I have non deckerised application that needs to connect to dockerised application running inside kubernetes pod.
Given that pods may died and came again with different ip address, how my application can detect this? any way to assign a hostname that redirect to whatever existing pods?
In addition to Bal Chua’s work and suggestions from silverfox, I would like to show you the method I used for Kubernetes to expose and manage incoming traffic from the outside:
Step 1: Deploy an application
In this example, Kubernetes sample hello application will run on port 8080/tcp
kubectl run web --image=gcr.io/google-samples/hello-app:1.0 --port=8080
Step 2: Expose your Deployment as a Service internally
This command tells Kubernetes to expose port 8080/tcp to interact with the world outside:
kubectl expose deployment web --target-port=8080 --type=NodePort
After, please check if it exposed running command:
kubectl get service web
Step 3: Manage Ingress resource
Ingress sends traffic to a proper service working inside Kubernetes.
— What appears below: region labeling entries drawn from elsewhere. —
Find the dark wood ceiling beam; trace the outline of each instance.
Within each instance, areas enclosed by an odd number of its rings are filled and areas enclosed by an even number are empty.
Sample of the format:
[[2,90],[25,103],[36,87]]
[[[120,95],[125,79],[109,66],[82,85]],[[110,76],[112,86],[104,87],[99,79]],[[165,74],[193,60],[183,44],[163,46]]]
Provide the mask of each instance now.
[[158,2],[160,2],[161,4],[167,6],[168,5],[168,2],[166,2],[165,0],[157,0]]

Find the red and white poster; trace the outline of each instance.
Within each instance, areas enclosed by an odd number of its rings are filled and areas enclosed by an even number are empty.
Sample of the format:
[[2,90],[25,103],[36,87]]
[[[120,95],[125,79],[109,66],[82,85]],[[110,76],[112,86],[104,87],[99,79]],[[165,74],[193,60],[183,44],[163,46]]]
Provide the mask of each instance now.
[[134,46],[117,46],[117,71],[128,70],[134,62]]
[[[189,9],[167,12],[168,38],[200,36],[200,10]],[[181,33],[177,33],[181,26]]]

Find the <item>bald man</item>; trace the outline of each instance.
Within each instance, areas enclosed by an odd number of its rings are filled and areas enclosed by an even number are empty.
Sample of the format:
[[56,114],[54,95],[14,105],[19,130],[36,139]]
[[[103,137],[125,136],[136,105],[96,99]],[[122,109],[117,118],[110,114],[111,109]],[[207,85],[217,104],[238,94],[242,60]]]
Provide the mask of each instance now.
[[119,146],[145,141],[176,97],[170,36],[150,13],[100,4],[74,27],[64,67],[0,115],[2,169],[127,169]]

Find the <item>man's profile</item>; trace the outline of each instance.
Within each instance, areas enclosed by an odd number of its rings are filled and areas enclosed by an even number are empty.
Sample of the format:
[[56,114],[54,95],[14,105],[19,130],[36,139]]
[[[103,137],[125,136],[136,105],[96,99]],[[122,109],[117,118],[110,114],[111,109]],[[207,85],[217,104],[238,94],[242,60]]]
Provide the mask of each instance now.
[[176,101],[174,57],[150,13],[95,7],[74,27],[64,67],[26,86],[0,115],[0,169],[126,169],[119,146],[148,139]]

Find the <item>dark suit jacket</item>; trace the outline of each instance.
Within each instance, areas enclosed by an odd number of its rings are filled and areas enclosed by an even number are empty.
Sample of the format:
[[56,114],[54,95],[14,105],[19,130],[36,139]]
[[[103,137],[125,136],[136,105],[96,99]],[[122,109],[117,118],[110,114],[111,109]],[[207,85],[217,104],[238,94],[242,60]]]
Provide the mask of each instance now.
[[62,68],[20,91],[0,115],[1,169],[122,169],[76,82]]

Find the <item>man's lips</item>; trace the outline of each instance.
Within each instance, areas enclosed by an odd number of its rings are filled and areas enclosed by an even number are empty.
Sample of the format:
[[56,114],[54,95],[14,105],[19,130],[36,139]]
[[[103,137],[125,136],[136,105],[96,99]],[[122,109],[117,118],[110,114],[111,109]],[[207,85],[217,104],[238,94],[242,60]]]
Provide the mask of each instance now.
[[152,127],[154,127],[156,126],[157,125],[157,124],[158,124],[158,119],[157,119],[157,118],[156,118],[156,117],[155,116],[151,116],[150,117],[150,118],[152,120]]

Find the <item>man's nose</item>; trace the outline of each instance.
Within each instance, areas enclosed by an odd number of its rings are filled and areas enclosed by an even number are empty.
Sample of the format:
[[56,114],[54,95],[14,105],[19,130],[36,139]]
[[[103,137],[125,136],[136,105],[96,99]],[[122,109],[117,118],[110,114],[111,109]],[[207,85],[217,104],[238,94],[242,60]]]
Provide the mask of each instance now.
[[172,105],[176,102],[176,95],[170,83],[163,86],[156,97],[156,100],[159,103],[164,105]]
Open a text editor and then create a file basic-ingress.yaml
with content:
apiVersion:
extensions/v1beta1
kind: Ingress
metadata:
name: basic-ingress
spec:
backend:
serviceName: web
servicePort: 8080
Apply the configuration:
kubectl apply -f basic-ingress.yaml
and that's all. It is time to test. Get the external IP address of Kubernetes installation:
kubectl get ingress basic-ingress
and run web browser with this address to see hello application working.
You will have to use kubernetes service. Service gives you a way to talk to your pods with static Ip and dns (if you're client app is inside the cluster).